Father’s Day Reflections

New dads with babies in NewYork-Presbyterian neonatal intensive care units share what Father’s Day means to them.

I thought Father’s Day would be all about my new relationship with my daughter, but it’s also reinforcing the feelings I have towards my wife.

I’ve been reflecting on the possibilities of the future and what I want for my daughter and my family. It’s an opportunity for a little bit of introspection and to filter away anything that we normally assign a lot of stress to. What I’m going to remember is with the right amount of support, you can get through anything.

I’m thankful for my own father as well. He had the opportunity to see her and seeing the older generation interacting with the newest generation was very special. She looks like him.”

Anibal Arocho and his daughter, Madeline
NewYork-Presbyterian Morgan Stanley Children’s Hospital

“Becoming a father has been the biggest blessing I have ever received. The amount of love I feel for my daughter is overwhelming, along with the amount of respect I have gained for my beautiful wife through this process. I’m so thankful to all the staff and doctors for helping us, and I can’t wait to see what the future holds.”




— Joseph Femia and his daughter
NewYork-Presbyterian Hudson Valley Hospital

“As a dad, I want my child to be whatever they want to be. I’m not going to get in the way, because their goal is not my goal. My goal is to make sure they are healthy and strong enough to go pursue their goal. So that’s what I want for them. I want them to have their own dream, because I already have my dream — we had twins and they are beautiful, healthy babies.

My message to every dad is count your blessings. Look forward to being a great dad every year that goes by. Don’t take this life for granted, because you only get one life and your last name lives on through your children, so that’s who you live for.”

— Christopher Grier and his daughter, Cristina
NewYork-Presbyterian Brooklyn Methodist Hospital

“It’s great to be a dad.
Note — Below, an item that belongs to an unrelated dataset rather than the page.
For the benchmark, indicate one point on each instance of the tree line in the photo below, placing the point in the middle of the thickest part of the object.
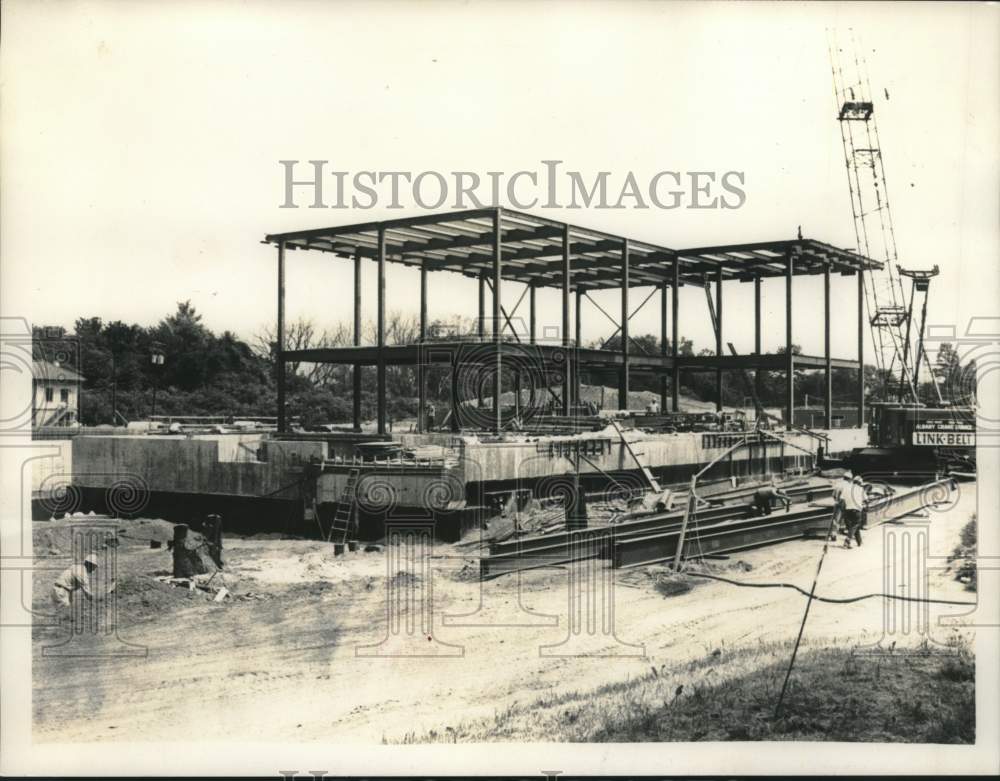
(203, 373)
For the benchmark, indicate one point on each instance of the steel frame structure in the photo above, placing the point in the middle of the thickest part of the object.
(497, 244)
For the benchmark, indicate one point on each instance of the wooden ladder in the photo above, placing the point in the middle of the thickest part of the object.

We had twins born exactly three months premature, on Valentine’s Day. I’ve been here at every step. It’s been a journey — especially seeing what they’ve been though, seeing their strength and determination. I’m grateful for them choosing me. I can watch them grow, mature, and be productive in society. I can be there for the milestones and be a part of their memories. I want to teach them integrity, honesty, being true to their word — and to know that they are valued.”


— Brian Martin and his son, Samir
NewYork-Presbyterian Morgan Stanley Children’s Hospital

“The first week, you find out what everyone talks about — all of a sudden, you’re afraid of everything. But the nurses here have been amazing. They really do calm you and teach you. When I first got here, I kept asking them, ‘Is she crying enough? Is that a bad thing?’ And they said, ‘Don’t worry. Once she gets hungry, she’ll cry.’ So I think, it’s OK to be scared and stressed. I’m just celebrating all the milestones and understanding that the scary stuff isn’t actually bad, but par for the course.”


Andrew Tint and his daughter, Lilah
NewYork-Presbyterian Alexandra Cohen Hospital for Women and Newborns

“I am grateful that I will get to spend Father’s Day at home with both our boys, and I appreciate all the staff in the NICU for taking such good care of Aryan.”





Vijay Vedula and his son, Aryan
NewYork-Presbyterian Hudson Valley Hospital  

“You don’t know how much you could love until you have a baby girl!”